Maintaining a relevant presence online after the show, however, can yield high results if contestants capitalize on their personalities with brand deals. Lee said 95% of her current income now stems from brand deals and said she currently earns three times her previous corporate salary as a content creator.
“It kind of blows my mind coming from the corporate space and getting into this content creation-slash-influencer world, the amount of money that you can make off of brands,” she said.
Likewise, Vempati has secured partnerships with Fenty Beauty, Stitch Fix, Taskrabbit, Eventbrite, and LAY’s potato chips, and told her podcast followers that she was paid an eye-popping $60,000 for just one Instagram Reel.
However, balancing big payoffs while maintaining authenticity in her personal brand is a responsibility she takes seriously. Vempati said it’s been “quite a journey” agreeing to the right brands instead of any brand that submits an offer. The podcaster said she’s more selective of partnerships to focus on brands she actually uses and believes in, and takes a hands-on approach by participating in strategy meetings. “I want to show up organically to my followers,” she explained.
Lee, on the other hand, revealed her biggest brand deal to date netted her a cool $50,000, but declined to reveal the company behind the gig. She’s had several business partnerships, including SoFi, Fidelity Investments, Burt’s Bees, Lulu’s, and more. Lee says she’s “extremely frugal” with her earnings, and splits up her savings into a 401k, backdoor Roth IRA, broad index funds, and more.
“What I’ve made from influencing content creation, I’ve saved all of it,” Lee said. “I haven’t spent a penny.”

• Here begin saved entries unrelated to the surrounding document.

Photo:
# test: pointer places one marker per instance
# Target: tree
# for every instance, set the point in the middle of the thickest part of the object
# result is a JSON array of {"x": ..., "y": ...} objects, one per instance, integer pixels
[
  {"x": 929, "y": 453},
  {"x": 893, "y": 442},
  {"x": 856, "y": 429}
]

Her career as an influencer may have a time limit, though, as she plans to return to the corporate world in the next few years. “I just can’t see myself doing it forever and sharing my life; I’m a pretty private person,” she said. “I know that it’s a short-term thing, but it’s really fun and from a financial standpoint, it’s worth it.”
While it’s an “uncomfortable position” to not be able to predict the future of her content creation career, Vempati said she plans to ride the Netflix fame longer, and has become an author and TEDx speaker since leaving the show.
“I have no idea how long this content creation or influencer life is going to last,” she said. “But as long as I show up authentically, create good content for brands, I feel like I can keep it going.”